- Born: Michael Jerome Boylan October 17, 1973 (age 52)
- Education: University of South Florida
- Occupations: Video blogger, storm chaser
- Years active: 2004–present
- Known for: Mike's Weather Page

= Mike Boylan =

American blogger

Michael Jerome Boylan (born October 17, 1973) is an American video blogger and storm chaser from Oldsmar, Florida.

==Background==
Boylan graduated from East Lake High School in Tarpon Springs, Florida in 1991. In 1996, he obtained a degree in marketing from the University of South Florida.

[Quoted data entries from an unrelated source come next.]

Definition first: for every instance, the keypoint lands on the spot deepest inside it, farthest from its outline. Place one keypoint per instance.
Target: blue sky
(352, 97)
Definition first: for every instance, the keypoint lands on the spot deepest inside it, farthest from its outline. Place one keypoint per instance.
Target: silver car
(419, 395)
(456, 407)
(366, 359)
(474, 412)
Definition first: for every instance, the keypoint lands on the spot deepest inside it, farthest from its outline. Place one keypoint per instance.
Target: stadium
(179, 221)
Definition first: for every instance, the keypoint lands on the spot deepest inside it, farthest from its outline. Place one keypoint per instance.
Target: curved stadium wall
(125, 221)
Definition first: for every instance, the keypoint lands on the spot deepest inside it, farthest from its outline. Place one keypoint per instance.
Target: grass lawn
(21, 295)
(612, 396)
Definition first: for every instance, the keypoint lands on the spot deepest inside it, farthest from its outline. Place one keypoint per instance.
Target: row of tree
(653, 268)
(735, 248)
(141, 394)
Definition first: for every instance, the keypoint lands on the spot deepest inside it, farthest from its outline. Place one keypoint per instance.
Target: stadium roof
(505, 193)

Boylan launched his weather aggregator website in 2004 as an avid weather enthusiast. He later joined Facebook in 2009 to establish a presence for his website Mike's Weather Page. It has since become a popular site for many weather enthusiasts and meteorology professionals, amassing millions of followers on social media. Boylan is also known for his video coverages of Atlantic hurricanes as a storm chaser.

===Awards===
In 2021, Florida Governor Ron DeSantis honored Boylan with the Tropical Meteorology Award for his coverage of Atlantic hurricane seasons.

==Personal life==
Boylan is married to Julie and they have two daughters, Emily and Sarah. He owns two French Bulldogs, Hunter and Louie, often used as pet mascots for his online brand. Boylan is a NASCAR enthusiast.